Recreational Marijuana Users and Medical Cannabis: Insights from UCLA Research

Self-diagnosing with Cannabis Shocker?

Published on June 5, 2024, this study of over 176,000 recreational marijuana users showed that 76% who are also “medical patients,” use cannabis to manage symptoms. The question is:

Have you ever wondered about the role of cannabis in managing symptoms and its impact on doctor-patient communication? Well, a recent UCLA study sheds light on this intriguing topic, and it’s worth taking a moment to reflect.

The study highlighted the importance of screening efforts to identify and document medical cannabis usage, especially in healthcare settings. After all, how can doctors provide the best care if they’re unaware of a patient’s cannabis use for symptom management?

UCLA Health is one of the few healthcare systems that proactively asks patients to complete voluntary cannabis use surveys during pre-appointment check-ins. This approach aligns with the U.S. Preventive Services Task Force’s 2020 recommendation for routine cannabis screening.

From January 2021 to May 2023, nearly 176,000 patients at UCLA participated in this self-administered survey through the EPIC patient portal. The results? Approximately 17% of patients reported using cannabis.

But here’s where it gets even more intriguing: Among those cannabis users, a staggering 35% showed signs of moderate to high risk for cannabis use disorder, based on the World Health Organization’s Alcohol Substance Involvement Screening Test.

Have you ever pondered the reasons behind cannabis use? For many users in the study, it was a means to manage mental health issues, stress, sleep problems, and pain. In fact, 56% cited mental health or stress as their primary reasons, while 56% used it for sleep problems and 37% for pain management.

Yet, the study also reveals a concerning pattern: Cannabis use was least common (14%) in the most disadvantaged neighborhoods, but this group had the highest risk for disordered use. It makes one wonder about the underlying factors contributing to this disparity and the potential need for targeted support and resources.

As with any study, there are limitations to consider. The reliance on self-reported data may underreport usage due to legal concerns, even in states where cannabis is legal. Additionally, much of the data was collected during the COVID-19 lockdowns, a period potentially associated with higher cannabis use.

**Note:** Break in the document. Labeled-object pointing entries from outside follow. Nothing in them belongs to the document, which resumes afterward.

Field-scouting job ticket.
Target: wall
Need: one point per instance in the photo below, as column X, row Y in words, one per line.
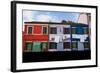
column 5, row 36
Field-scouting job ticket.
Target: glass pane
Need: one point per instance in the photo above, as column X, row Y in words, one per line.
column 45, row 46
column 29, row 30
column 53, row 30
column 66, row 30
column 44, row 30
column 86, row 30
column 86, row 45
column 52, row 45
column 73, row 30
column 74, row 44
column 66, row 45
column 28, row 46
column 36, row 47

So, what does this study mean for you? Perhaps it prompts you to reflect on your own relationship with cannabis (if applicable). Or, it might spark curiosity about the role of open and honest communication between patients and healthcare providers regarding cannabis use. It would certainly make me wonder at my next doctor appointment if I should bring it up in conversation (although we all need to pay attention to the appointment clock).

Ultimately, the study invites us to engage in a deeper conversation about the complexities surrounding cannabis usage, its potential benefits, and its risks – a conversation that should involve empathy, understanding, and a commitment to holistic well-being.